Hospitals in Indianapolis and other parts of central in have implemented restrictions on visitors since the start of the year due to the spread of the flu virus. Many hospitals have recently set up additional treatment areas, including tents, to handle the influx of flu patients.

"I don't believe we've seen the peak yet", Snyder said. "Nevertheless it's still helpful".

"First and foremost, flu season is not over. The reason for that in emergency medicine there is a lot of overcrowding", Henry said. But Jones said people need to remember that it can be a killer.


"They feel really scared", Stock said.

Medical experts stress that it is not too late to get a flu shot.
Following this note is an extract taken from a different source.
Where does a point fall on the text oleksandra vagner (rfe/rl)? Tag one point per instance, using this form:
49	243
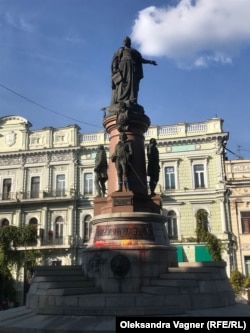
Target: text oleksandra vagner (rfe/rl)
127	324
People who are ill with a fever, cough, cold or stomach virus are asked not to visit patients at hospitals. A lot of times pneumonia, people with altered immune systems, the elderly, the young, pregnant they're the highest risk for developing the flu and having complications from the flu.

MA saw a near 3 percent drop in reports of influenza-like illnesses during the first week of the year, according to the Department of Public Health.

"I think the flu shot kind of warded it off", says Noble.

"It's also peaking early this year", said Dr. Debra Walks.

"Probably takes 10 days to a couple of weeks to get full immunity from it", says Kulp.